Driving impact and overcoming challenges
Emma and her team develop new technologies for DWP, and they’re working on automation to make services more efficient. She finds it rewarding to work on such large scale, impactful projects, but she also enjoys facing new challenges each day.
“As a BA, I work closely with a wide range of stakeholders across the business,” she says, “for example infrastructure engineers, software engineers and external service providers.
“I have to manage conflicting requirements, which requires a great deal of diplomacy to ensure the team follows the product roadmap.
“You can achieve a great sense of satisfaction, from managing to get a people to agree on the way forward, to prioritising high demands of workload. Both ensure the most important things are dealt with and done at the right time.”
Embracing a diverse mix of perspectives
Ultimately, Emma sees her role in digital as about helping her colleagues across the organisation to spend more time working with citizens.
Emma enjoys her job, particularly when she’s facilitating groups of stakeholders to develop an agreed, tangible outcome. Agile methodology helps her team make sure they focus on those outcomes, and deliver them in a way that works for everyone.
“It’s challenging when people have a difference of opinions. It requires a great deal of drive and influence to keep them on track and get the outcome you need,” she says.
“I like retrospectives, where as a team we reflect on what we’ve achieved. It’s rewarding to know how your work has helped to make someone’s life easier, increased efficiencies for colleagues, or reduced costs for the taxpayer.”
Flexibility and balance in a digital environment
Emma is a working mum, and technology has enabled her to balance her work and home life, reducing the need for her to travel away from home.
“I frequently attend Skype calls and catch up with my team this way too,” she says. “I’ve recently started using Jira, where I’ve set up all my projects and collaborate with my colleagues. I’m also a fan of OneNote.”
“I’ve also been supported by my line manager to work part-year, which means I take four unpaid weeks every year during the school holidays to enable me to have quality time with my kids.”
“My passion out of work is my Kindle – I read all the time, and being able to read anywhere, anytime with a small device is great. Kindle also has audible now, which means I can listen to my books.”
“In DWP, everyone plays an important role, and there are a number of opportunities available to develop skills and knowledge, or gain experience,” says Emma.
“I’ve been involved in the Women in Digital network for a number of years. This personal and professional development network has helped me to meet, collaborate with and learn from colleagues across DWP Digital.
“I’ve also been involved with the award-winning Digital Voices programme, which helps to build confidence for public speaking and encourage women into digital roles.
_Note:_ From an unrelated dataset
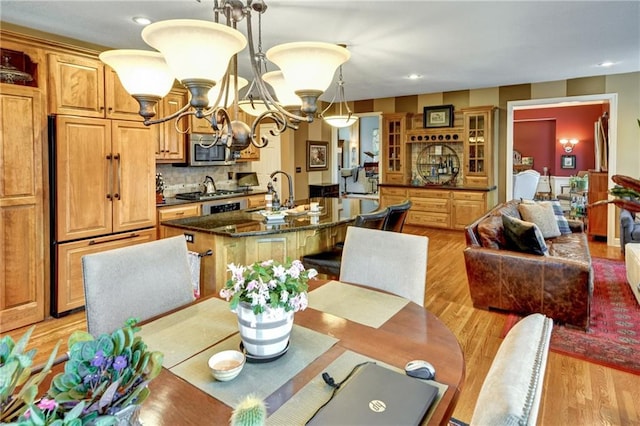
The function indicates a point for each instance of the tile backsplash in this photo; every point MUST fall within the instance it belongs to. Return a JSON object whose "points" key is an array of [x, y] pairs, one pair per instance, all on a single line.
{"points": [[189, 179]]}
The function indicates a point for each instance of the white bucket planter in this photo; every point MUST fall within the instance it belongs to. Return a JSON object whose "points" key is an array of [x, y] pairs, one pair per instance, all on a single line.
{"points": [[265, 334]]}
“Through this programme I’ve gained a wide range of contacts, and it’s helped me with both my work and personal life. It’s given me the confidence to take part in big events, such as Civil Service Live and Civil Service Local, and become a role model for women in digital roles.”
In DWP Digital everyone is aligned to a practice, which encourages career progression, targeted learning and community involvement. Emma benefits from being involved with two professional communities at DWP Digital.
“Being a member of both the Infrastructure Engineering and Business Analyst communities, I have been fortunate to be exposed to a wealth of development and collaboration opportunities such as technical knowledge, roadshows and lightening talks to name a few,” says Emma.
“I feel more inspired than ever to be a role model for DWP Digital. I’m using my new confidence to strive for the career I want, and to support others in reaching theirs,” she says. “I’m now looking for a new challenge as a Product Owner to develop my technical skills.”